In other words. The overall shape of the rotating body 110 may be formed in a circular shape, it may be coupled by the shaft fixing body 150 and the motor shaft.

At this time, the shaft fixing body 150 may serve to fix the blade 120 is coupled to the rotating body 110 is not separated.

Referring to FIG. 7, the blade 120 according to an embodiment of the present invention has a wing shaft 125 fitted into the inner wall 112 after passing through the outer wall 113, and may be provided in plurality. have.

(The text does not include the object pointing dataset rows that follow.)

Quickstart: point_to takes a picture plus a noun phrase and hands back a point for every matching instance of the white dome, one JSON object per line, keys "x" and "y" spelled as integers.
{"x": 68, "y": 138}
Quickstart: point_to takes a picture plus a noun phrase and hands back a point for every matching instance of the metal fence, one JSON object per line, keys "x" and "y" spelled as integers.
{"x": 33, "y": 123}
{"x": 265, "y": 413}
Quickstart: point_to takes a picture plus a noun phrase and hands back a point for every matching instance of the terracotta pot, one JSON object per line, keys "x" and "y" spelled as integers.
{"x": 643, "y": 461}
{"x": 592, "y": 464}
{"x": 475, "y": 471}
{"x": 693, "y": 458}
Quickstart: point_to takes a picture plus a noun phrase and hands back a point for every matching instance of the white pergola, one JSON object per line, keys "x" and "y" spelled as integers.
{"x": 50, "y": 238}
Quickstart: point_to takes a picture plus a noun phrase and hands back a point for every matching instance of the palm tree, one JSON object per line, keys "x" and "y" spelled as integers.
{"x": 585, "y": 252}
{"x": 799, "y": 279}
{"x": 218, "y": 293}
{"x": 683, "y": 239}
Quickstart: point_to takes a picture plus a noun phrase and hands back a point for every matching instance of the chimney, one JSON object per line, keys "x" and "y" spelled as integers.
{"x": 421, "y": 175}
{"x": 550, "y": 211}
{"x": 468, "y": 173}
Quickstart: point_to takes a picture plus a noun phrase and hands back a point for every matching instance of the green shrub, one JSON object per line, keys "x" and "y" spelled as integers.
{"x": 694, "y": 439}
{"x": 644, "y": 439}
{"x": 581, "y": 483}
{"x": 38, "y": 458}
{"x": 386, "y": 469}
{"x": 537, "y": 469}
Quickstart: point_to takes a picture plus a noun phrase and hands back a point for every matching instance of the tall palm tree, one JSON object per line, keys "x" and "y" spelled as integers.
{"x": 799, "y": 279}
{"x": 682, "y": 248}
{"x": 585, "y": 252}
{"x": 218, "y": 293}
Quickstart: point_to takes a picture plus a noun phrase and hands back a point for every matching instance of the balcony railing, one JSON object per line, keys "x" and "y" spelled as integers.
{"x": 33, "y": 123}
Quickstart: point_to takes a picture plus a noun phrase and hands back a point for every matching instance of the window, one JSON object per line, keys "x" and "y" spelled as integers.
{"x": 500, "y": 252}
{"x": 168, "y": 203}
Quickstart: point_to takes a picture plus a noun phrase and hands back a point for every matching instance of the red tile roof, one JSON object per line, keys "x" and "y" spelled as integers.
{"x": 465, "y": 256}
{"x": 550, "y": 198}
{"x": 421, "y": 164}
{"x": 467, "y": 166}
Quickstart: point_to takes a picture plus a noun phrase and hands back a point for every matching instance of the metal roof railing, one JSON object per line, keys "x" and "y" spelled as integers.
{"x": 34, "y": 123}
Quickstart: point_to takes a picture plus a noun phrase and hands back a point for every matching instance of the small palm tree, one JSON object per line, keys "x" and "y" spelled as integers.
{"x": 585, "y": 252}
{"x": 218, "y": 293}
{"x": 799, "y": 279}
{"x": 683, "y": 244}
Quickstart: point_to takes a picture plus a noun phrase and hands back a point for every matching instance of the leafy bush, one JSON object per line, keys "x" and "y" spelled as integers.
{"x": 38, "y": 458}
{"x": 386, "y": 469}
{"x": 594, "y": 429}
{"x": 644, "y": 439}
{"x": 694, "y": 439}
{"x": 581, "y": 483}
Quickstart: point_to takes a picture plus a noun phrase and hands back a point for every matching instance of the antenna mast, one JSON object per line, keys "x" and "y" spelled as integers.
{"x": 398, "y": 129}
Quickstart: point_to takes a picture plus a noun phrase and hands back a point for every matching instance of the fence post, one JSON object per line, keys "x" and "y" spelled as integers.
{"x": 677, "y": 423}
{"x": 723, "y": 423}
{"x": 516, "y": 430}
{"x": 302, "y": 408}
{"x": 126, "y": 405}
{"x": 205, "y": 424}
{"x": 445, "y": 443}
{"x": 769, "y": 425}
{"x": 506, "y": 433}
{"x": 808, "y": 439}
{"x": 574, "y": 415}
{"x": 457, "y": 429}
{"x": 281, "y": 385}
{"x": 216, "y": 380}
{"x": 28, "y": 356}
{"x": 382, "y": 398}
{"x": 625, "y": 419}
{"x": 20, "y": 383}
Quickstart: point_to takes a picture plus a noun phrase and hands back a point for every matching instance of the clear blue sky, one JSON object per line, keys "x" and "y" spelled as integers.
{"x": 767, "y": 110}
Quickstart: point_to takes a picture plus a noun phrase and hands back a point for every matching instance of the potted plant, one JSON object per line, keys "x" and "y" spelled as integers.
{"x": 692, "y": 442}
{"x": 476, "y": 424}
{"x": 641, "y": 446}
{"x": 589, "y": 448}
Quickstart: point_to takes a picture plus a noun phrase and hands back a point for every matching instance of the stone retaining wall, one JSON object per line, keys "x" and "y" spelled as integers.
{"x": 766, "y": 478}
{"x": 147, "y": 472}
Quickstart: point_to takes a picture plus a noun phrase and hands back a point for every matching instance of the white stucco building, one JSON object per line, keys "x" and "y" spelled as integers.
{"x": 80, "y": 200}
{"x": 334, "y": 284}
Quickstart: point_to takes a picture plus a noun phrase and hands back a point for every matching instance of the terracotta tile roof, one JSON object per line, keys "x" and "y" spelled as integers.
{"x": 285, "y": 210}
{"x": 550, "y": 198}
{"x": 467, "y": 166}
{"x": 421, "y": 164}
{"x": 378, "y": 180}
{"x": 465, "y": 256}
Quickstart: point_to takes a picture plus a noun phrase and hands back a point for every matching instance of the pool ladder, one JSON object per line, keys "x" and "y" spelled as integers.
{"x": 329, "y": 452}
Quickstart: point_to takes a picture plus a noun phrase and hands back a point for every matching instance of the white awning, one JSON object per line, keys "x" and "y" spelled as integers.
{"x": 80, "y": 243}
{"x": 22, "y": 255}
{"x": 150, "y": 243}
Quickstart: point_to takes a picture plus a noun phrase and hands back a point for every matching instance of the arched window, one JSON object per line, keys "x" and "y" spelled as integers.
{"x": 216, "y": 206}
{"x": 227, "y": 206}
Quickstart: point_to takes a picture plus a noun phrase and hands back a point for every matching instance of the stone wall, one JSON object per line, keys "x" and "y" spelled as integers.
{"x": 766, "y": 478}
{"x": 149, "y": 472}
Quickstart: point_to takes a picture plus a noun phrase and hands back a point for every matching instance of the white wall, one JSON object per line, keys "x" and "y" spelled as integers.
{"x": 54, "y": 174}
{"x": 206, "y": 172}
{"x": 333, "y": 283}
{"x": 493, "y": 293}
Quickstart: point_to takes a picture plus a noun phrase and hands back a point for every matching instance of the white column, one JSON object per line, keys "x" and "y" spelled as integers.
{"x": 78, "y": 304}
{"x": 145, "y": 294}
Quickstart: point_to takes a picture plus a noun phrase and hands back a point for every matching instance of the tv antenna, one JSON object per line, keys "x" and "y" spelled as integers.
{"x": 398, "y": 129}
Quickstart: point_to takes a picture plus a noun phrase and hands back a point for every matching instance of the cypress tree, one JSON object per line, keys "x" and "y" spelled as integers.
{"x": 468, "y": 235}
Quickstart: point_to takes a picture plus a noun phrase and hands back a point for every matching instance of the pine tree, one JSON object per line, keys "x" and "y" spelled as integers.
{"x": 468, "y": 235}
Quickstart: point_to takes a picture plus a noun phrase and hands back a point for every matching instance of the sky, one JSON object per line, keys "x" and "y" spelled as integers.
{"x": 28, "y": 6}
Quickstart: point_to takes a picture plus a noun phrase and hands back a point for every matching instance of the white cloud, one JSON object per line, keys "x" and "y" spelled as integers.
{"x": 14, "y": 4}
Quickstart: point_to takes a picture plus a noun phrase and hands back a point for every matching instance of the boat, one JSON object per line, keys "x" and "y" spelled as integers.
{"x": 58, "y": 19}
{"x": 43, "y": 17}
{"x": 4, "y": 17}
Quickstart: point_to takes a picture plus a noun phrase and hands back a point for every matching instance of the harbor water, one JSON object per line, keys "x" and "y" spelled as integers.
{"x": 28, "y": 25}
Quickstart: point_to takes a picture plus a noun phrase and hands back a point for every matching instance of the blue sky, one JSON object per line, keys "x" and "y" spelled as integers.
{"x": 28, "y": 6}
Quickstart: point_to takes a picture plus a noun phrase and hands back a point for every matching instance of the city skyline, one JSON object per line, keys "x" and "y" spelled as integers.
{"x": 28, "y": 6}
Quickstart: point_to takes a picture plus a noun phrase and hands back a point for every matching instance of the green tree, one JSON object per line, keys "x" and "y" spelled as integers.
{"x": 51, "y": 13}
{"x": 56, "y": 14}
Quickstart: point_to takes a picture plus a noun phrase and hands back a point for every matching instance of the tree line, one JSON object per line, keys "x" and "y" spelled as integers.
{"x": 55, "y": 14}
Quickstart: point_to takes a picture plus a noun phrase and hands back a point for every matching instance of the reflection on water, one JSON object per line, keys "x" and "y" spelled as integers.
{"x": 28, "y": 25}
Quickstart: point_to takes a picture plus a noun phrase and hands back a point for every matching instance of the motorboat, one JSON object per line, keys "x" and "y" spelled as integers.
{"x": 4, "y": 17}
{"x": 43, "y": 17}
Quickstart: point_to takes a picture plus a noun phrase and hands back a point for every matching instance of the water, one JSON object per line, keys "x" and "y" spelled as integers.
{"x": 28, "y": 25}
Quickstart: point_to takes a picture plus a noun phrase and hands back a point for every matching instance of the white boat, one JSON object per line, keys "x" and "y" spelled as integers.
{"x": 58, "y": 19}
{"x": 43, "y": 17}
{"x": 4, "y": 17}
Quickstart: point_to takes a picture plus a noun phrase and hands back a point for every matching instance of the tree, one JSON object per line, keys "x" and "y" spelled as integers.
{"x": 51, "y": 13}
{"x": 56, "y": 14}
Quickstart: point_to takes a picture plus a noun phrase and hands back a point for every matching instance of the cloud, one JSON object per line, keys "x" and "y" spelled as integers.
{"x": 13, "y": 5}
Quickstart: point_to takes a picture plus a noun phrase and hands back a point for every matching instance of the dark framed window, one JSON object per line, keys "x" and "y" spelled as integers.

The blade shaft 125 may have a guide groove 125a through which the moving protrusion 135 may be guided so that the blade 120 may be adjusted at a predetermined angle by the moving body 130 when the motor is driven. .

In addition, the blade 120 of the present invention may be formed to be bent in the S-shape including the first bent portion 121 and the second bent portion 122.

In this case, the first curved portion 121 is an area receiving wind when the forward rotation, and the second curved portion 122 is an area receiving the wind when the reverse rotation.

That is, the blade 120 is bent in the S-shape, it is possible to derive the same amount of wind during forward or reverse rotation.

The first curved portion 121 and the second curved portion 122 may be formed at a ratio of 6 to 5.5 (α): 4 to 4.5 (β) with respect to the blade axis 125 of the blade 120. .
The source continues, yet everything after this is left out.